Ele adora maços…mas não fuma!

Alessandro mostra sua paixão pelos maços

Alessandro mostra sua paixão pelos maços

O que leva um não fumante a colecionar maços vazios de cigarro? O analista de qualidade Alessandro Lourenção, 31 anos, natural de Piracicaba, no interior de São Paulo, conta que tudo começou como brincadeira de criança. “Todos os garotos da minha idade faziam isso”, relembra ele, que em 25 anos juntou a incrível marca de 25 mil embalagens das mais variadas marcas.

Para chegar a esse número, Alessandro fez contatos com centenas de colecionadores, inclusive no exterior, e participa até hoje de encontros onde se compram, trocam e vendem embalagens. “Nesses eventos tenho a possibilidade de achar aquela embalagem tão desejada ou, então, a única que falta para completar uma série especial”, explica Alessandro.

A busca por peças inéditas, no entanto, não depende só das negociações com outros colecionadores. Muitas vezes é preciso ter sorte e estar atento às oportunidades. “Um dia, fui até uma loja de conveniência e, na hora de pagar, reparei que na gaveta do caixa havia algumas embalagens de cigarros. Descobri que o vendedor era colecionador, e iniciamos uma longa conversa sobre o assunto. No final, fui embora sem a compra que tinha feito na loja!”

De acordo com Alessandro, grande parte dos colecionadores prefere as embalagens mais antigas. “Existia uma preocupação com o design dos maços, que eram verdadeiros trabalhos artísticos”, define. Algumas das peças preferidas de seu acervo são históricas, como uma na qual cigarros eram enviados para os soldados russos durante a Segunda Guerra Mundial. Ou ainda a da Cigarros D. Pedro II, feita por uma fábrica de Pernambuco, em homenagem ao imperador Pedro II, quando de sua visita à cidade de Recife, no século XIX.

Fora as embalagens históricas, Alessandro revela preferência também pelas que trazem um toque de humor, como uma em forma de geladeira, feita de lata, que, ao ser aberta, acende uma lâmpada, dando a sensação de se tratar mesmo de um refrigerador. Em miniatura, claro.

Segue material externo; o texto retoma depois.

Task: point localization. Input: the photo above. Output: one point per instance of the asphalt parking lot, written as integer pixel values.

Com um acervo tão vasto sobre um objeto aparentemente banal, muitos poderiam tratar a paixão de Alessandro como coisa de louco. Sim! Louco por Coleções, não à toa o nome do nosso blog. “Nós, colecionadores, até contamos com uma associação, a ACECA (Associação dos Colecionadores de Embalagens de Cigarros e Afins), que contribui para a divulgação e catalogação das embalagens, além de promover encontros em várias cidades do país”, diz Alessandro, orgulhoso de sua coleção.

Por Leticia Born (leticia.born@abril.com.br)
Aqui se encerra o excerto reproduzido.